The Pearson and PCA package were implemented on the DSCI web platform to tests both the Pearson correlations and the principal component scores among clinical or biological variables. The main aim of this module is to reduce the dataset to allow more efficient processing time when running the MFSDA model. In order to avoid the use of repetitive features of the dataset, the package allow the users to test the Pearson correlations among biological or clinical variables to select covariates not correlated with each other. The Pearson’s correlation coefficient is the covariance of the two variables divided by the product of their standard deviation. That’s why it has values between −1 and +1 where 1 is a total linear correlation and −1 a total negative correlation. This first step will be very useful to select which covariate to include in the statistical model when looking at the results of the principal component analysis (P). This second step is used to reduce the number of covariates to include in the model. The principal component uses an orthogonal transformation to convert correlated variables into linearly uncorrelated variables called principal components that explain a given percentage of the information contained in all the dataset.
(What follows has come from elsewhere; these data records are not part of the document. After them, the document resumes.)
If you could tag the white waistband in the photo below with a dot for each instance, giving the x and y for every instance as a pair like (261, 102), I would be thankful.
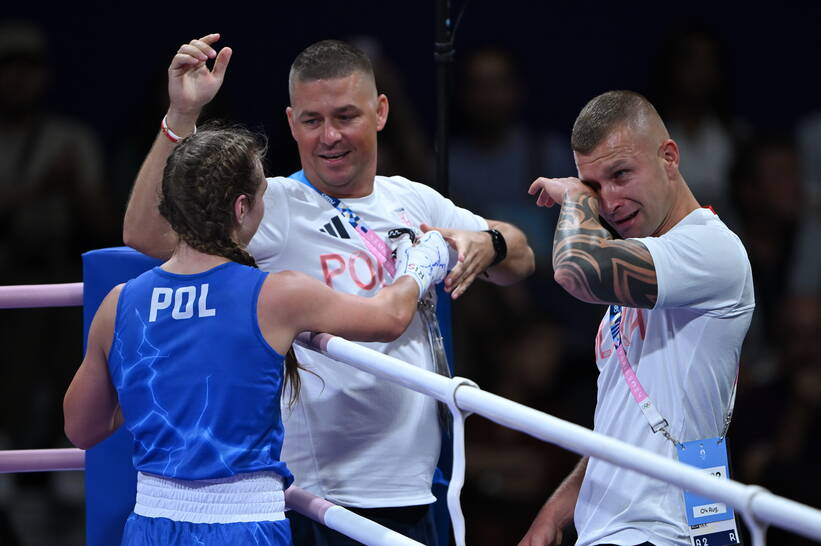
(254, 496)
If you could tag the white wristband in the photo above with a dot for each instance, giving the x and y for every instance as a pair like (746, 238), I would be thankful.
(172, 136)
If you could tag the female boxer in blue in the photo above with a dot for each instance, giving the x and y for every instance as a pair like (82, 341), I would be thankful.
(189, 355)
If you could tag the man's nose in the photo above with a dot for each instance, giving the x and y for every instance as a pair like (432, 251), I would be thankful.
(330, 134)
(609, 200)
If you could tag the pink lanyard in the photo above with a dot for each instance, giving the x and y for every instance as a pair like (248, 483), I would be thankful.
(654, 418)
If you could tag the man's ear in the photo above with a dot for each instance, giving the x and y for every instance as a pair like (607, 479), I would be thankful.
(240, 208)
(669, 153)
(382, 108)
(289, 113)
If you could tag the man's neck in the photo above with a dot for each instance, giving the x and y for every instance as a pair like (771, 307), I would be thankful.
(352, 190)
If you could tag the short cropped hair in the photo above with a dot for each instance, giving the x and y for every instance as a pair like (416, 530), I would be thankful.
(605, 113)
(328, 59)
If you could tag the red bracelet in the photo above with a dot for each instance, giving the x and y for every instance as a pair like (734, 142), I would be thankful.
(166, 130)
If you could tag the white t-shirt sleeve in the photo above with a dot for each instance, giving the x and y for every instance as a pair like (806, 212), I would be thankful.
(701, 267)
(443, 213)
(273, 229)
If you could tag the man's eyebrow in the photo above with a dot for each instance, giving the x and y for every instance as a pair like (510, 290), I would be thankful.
(340, 110)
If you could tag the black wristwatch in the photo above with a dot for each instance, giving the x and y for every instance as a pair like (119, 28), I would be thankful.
(499, 245)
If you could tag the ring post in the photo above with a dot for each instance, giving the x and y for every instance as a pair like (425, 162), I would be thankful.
(110, 478)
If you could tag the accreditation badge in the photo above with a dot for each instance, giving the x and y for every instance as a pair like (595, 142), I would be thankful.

We then test the Pearson Correlation between the principal components and the covariates to detect which variables could be used as a principal component. To avoid repetitive features the user has to check if the covariates highly correlated with the principal components are correlated with each other. Indeed, all the covariates to be included in the statistical model must be uncorrelated with each other and highly correlated with each principal component. A covariate is considered as correlated if its p-value is below 0.05. In order to facilitate the use of this package, a pdf file is created when processing the statistical tool that summaries all the results in tables using different color bar.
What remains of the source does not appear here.